Воронцов молча меня выслушал, даже не пытаясь улыбнуться.

– И что же тут смешного? – спросил он, когда я кончила говорить. – Стихи прескверные, так по-русски вообще не пишут. Ежели вы мне не верите, прочтите творения Гаврилы Державина, первого русского пиита и поймете, как правильно нужно писать стихи. Потом, кому эти скверные вирши посвящены? Я не могу вспомнить ни одного адресата!

– Ну, это не написано кому-то определенному, скорее просто так, игра поэтического воображения, – ушла я от ответа.

– Хороша игра! – нахмурив брови, сказал он. – За такую игру нужно вашего виршеплета поставить к барьеру! И вообще, я вас, Алевтина Сергеевна, перестаю понимать! То вы говорите, что вы простая крепостная крестьянка, то у вас непонятно откуда, оказывается в собственности богатое поместье, почему-то вами вдруг, начинают интересоваться император и царедворцы! Согласитесь, все это как-то не связывается.
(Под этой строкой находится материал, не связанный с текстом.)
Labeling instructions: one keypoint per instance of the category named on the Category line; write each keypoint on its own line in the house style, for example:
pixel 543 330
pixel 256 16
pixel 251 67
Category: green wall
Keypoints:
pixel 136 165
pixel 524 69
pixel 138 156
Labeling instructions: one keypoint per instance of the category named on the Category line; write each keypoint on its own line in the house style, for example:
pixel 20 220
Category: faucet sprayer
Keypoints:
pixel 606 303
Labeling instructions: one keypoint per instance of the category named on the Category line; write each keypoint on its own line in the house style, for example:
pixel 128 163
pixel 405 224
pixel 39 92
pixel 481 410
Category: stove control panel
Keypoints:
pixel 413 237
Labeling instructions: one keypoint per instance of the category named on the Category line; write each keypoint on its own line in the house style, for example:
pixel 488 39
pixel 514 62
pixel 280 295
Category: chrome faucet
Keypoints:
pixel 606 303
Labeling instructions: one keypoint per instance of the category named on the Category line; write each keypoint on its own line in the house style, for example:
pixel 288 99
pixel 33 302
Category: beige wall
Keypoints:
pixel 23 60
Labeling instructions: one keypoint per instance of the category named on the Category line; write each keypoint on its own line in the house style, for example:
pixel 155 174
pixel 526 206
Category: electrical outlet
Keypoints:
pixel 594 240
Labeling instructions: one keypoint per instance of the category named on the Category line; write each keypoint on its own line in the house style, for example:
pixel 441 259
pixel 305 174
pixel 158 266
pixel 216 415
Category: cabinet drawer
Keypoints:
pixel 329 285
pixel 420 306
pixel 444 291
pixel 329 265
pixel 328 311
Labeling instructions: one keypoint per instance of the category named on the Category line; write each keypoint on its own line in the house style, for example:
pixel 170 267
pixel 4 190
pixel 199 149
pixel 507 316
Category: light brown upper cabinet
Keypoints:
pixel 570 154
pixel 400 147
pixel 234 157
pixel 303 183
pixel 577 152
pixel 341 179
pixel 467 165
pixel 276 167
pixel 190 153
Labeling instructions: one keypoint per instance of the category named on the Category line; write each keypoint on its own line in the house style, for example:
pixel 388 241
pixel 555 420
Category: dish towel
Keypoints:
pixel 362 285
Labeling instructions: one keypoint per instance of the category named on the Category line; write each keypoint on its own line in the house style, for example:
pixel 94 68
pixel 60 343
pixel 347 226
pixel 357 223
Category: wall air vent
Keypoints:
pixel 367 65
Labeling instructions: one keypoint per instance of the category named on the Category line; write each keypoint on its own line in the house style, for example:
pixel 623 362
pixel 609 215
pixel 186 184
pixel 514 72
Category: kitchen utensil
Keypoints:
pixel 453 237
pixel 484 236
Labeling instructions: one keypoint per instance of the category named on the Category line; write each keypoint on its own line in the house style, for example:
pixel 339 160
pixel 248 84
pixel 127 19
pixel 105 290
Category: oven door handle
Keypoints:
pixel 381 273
А теперь вы еще рассказывает, причем наизусть хулительные эпиграммы сомнительного свойства!

– Если вам не понравились стихи, – рассердилась я, – это ваше право. И, поверьте, я вас в этом как-то понимаю, но говорить со мной в таком тоне я никому не позволю! Извольте немедленно извиниться или я немедленно прикажу остановиться, выйду из кареты и навсегда перестану с вами знаться!

Миша немного смутился и сразу поменял тон:

– Простите, Алекс, я вовсе не хотел вас обидеть. А стихи эти мне определенно не нравятся!

– Однако вам еще придется их услышать, и, думаю, не один раз, – сказала я. – Когда вы будете их слушать, вспоминайте меня, этот наш разговор, карету, наши с вами забавы и, надеюсь, тогда вам не будет так обидно.

– Но почему же мне должно быть обидно? – уже растеряно, спросил он.

– После узнаете, а теперь, если хотите, я вас награжу! – предложила я, чтобы прервать разговор, который мог нас обоих далеко завести.

Миша, конечно, тотчас забыл о поэзии, захотел награду и вознамерился получить ее не один раз. Он тотчас полез ко мне обниматься, и таким способом, добрый мир был восстановлен.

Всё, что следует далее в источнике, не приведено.